This in an implementation of NSNet [1] in PyTorch and PyTorch Lightning. NSNet is a recurrent neural network for single channel speech enhancement. This was implemented as part of my thesis for the Master in Electrical Engineering at Ghent University.
- torch 1.4
- pytorch_lightning 0.7.6
- torchaudio 1.4
- soundfile 0.10.3.post1
A dataset containing both clean speech and corresponding noisy speech (i.e. clean speech with noise added) is required.
Running train_nn.py starts the training.
The train_dir variable should contain the path to a folder containing a clean and a noisy folder, containing the clean WAV files and the noisy WAV files respectively.
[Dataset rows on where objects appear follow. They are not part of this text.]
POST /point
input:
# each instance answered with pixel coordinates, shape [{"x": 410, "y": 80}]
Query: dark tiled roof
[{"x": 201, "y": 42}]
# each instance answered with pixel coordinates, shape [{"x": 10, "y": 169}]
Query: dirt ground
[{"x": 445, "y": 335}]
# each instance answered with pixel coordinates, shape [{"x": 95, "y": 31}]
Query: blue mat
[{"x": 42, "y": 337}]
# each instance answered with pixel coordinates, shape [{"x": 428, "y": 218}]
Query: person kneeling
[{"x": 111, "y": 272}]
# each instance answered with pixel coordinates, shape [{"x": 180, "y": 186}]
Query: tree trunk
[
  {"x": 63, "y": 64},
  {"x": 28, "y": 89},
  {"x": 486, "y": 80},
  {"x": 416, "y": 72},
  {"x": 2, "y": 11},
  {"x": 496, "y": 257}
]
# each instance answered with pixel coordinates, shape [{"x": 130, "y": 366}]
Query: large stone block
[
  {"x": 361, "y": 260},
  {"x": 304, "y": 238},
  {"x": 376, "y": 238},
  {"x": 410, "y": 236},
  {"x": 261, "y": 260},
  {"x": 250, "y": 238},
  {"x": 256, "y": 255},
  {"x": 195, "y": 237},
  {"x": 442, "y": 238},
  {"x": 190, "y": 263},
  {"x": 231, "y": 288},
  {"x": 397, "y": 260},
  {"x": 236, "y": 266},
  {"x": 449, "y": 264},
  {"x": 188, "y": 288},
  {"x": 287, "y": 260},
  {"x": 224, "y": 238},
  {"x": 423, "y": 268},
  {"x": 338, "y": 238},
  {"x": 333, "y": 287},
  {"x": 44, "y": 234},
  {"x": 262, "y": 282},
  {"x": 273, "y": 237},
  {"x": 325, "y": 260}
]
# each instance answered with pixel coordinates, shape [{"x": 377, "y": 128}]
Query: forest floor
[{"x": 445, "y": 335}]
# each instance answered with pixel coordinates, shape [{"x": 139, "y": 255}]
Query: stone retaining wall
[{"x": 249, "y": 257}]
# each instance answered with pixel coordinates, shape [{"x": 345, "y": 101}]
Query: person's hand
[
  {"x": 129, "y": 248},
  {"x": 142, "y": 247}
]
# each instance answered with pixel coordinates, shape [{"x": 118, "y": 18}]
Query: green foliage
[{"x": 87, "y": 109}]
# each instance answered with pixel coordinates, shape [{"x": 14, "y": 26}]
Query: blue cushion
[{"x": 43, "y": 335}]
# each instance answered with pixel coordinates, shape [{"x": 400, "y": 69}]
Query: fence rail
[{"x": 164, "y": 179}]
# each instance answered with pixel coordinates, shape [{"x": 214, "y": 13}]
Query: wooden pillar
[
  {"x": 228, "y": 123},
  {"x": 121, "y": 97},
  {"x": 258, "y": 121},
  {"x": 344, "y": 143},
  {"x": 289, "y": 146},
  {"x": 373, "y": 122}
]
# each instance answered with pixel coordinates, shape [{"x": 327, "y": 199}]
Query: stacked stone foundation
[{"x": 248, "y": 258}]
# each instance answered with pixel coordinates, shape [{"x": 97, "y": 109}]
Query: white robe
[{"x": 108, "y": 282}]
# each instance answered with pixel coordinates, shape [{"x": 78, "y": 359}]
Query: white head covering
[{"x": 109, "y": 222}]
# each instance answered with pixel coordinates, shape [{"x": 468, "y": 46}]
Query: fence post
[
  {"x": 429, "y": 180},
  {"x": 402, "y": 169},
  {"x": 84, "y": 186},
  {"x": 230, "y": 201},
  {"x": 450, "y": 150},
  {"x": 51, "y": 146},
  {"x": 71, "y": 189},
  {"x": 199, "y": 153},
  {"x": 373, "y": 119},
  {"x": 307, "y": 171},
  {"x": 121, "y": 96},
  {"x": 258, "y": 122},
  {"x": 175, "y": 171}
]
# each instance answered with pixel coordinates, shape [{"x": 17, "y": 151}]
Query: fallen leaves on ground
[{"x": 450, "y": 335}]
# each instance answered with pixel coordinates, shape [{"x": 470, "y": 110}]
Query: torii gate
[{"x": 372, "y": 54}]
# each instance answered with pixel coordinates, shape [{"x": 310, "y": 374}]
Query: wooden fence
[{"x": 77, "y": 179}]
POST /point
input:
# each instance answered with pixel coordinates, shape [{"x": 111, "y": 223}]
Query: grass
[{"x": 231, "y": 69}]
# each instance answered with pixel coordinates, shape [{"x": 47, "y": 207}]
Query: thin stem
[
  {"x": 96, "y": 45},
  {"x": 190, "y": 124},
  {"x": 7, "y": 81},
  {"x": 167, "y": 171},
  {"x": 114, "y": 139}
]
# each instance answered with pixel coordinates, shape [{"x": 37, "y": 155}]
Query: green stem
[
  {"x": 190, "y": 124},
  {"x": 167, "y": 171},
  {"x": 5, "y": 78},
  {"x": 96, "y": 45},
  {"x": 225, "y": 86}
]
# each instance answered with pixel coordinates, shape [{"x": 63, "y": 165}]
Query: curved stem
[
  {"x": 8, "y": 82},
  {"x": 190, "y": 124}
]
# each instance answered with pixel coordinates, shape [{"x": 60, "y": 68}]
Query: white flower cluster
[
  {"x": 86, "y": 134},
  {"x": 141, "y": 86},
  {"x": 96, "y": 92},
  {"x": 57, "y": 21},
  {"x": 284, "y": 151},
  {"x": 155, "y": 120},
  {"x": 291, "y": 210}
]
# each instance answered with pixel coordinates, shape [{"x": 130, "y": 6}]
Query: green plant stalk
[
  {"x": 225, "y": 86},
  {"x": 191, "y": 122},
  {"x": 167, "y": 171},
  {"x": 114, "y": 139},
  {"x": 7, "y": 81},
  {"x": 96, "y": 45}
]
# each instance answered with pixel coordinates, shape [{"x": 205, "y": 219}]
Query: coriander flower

The filename of a noisy WAV file must be the same as the corresponding clean WAV file, with optionally a suffix added delimited by +, e.g. clean01.wav → clean01+noise.wav
The val_dir follows the same convention, but this folder is used for validation.
Running the test_nn.py file results in the output (denoised) WAV files.
testing_dir should point to a folder with the same structure as train_dir and val_dir.
[1] Y. Xia, S. Braun, C. K. A. Reddy, H. Dubey, R. Cutler, and I. Tashev, “Weighted Speech Distortion Losses for Neural-network-based Real-time Speech Enhancement,” arXiv:2001.10601 [cs, eess], Feb. 2020.